Paralelamente, el fenómeno de la escasez de ventas conduce erróneamente a los artistas codiciosos (o con poca paciencia) a subir los precios de sus obras. Piensan, en su ingenuidad, que quizá la suerte les proveerá de ingresos puntuales altos, cuando lo correcto es recibir ingresos moderados de forma regular. Los coleccionistas no son tan incautos. Si vendes poco, no subas tus precios para "probar suerte", mejor dedica tus esfuerzos a trabajar mejor y a localizar un público mas receptivo a tu obra. Paciencia, vender arte es un arte, no un negocio al uso.

En el mercado de arte tradicional los precios de los artistas suben debido a una demanda real de sus obras, es decir, una demanda cuyo destino es una colección privada o pública que sus poseedores mantienen con celo. Este gran arte resistirá el paso del tiempo como siempre ha ocurrido, manteniendo su valor y acaso aumentando de forma moderada pero sostenida. Por esta razón, muchos artistas profesionales cotizan mucho más alto cuando mueren, debido a que la elevada demanda no puede satisfacerse con la poca obra remanente. Al no existir mucha compraventa, las pocas obras disponibles tienen tanta demanda que necesariamente se encarecen. Algo parecido a lo que ocurre con las antigüedades.

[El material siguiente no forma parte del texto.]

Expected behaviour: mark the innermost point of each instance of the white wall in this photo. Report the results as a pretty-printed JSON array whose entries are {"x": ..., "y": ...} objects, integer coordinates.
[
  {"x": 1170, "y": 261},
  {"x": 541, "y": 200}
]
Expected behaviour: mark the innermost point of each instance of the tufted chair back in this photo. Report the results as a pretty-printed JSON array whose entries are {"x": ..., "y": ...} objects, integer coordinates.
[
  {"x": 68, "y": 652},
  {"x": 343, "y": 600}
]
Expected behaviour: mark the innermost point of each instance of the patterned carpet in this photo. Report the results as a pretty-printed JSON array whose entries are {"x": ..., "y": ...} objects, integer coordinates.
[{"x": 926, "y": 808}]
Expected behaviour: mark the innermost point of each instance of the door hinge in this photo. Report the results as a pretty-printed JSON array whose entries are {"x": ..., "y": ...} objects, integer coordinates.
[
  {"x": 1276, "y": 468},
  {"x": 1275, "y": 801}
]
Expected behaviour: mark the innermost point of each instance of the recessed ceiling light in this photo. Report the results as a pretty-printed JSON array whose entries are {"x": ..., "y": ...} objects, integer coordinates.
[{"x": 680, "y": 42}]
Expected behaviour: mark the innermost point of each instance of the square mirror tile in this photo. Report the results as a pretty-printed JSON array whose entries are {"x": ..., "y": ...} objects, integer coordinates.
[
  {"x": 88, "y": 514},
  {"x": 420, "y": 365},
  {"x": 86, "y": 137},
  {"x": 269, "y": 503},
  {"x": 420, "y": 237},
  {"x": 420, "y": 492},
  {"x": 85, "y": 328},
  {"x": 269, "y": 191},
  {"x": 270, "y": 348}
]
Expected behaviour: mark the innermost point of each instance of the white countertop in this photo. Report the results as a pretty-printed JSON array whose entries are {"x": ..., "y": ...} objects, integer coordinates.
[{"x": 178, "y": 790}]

El mercado especulativo se dedica a vender, no a mantener una colección, fomentando la burbuja de precios. La mayoría de las obras concebidas por y para este circuito de vanidades no sobrevivirán al paso del tiempo, ya que no es arte (valor) sino dinero (especulación). Revisad un Magazine de arte de los años 80 y 90 y comprobad cuántos prometedores y carísimos artistas han desaparecido del mapa completamente, y cuantos "mucho menos prometedores" siguen trabajando sin problemas. Algo parecido ocurre con cierto género de grupos musicales. Los verdaderos profesionales jamás caducan; son sólidos, son Casablancas no Blockbusters.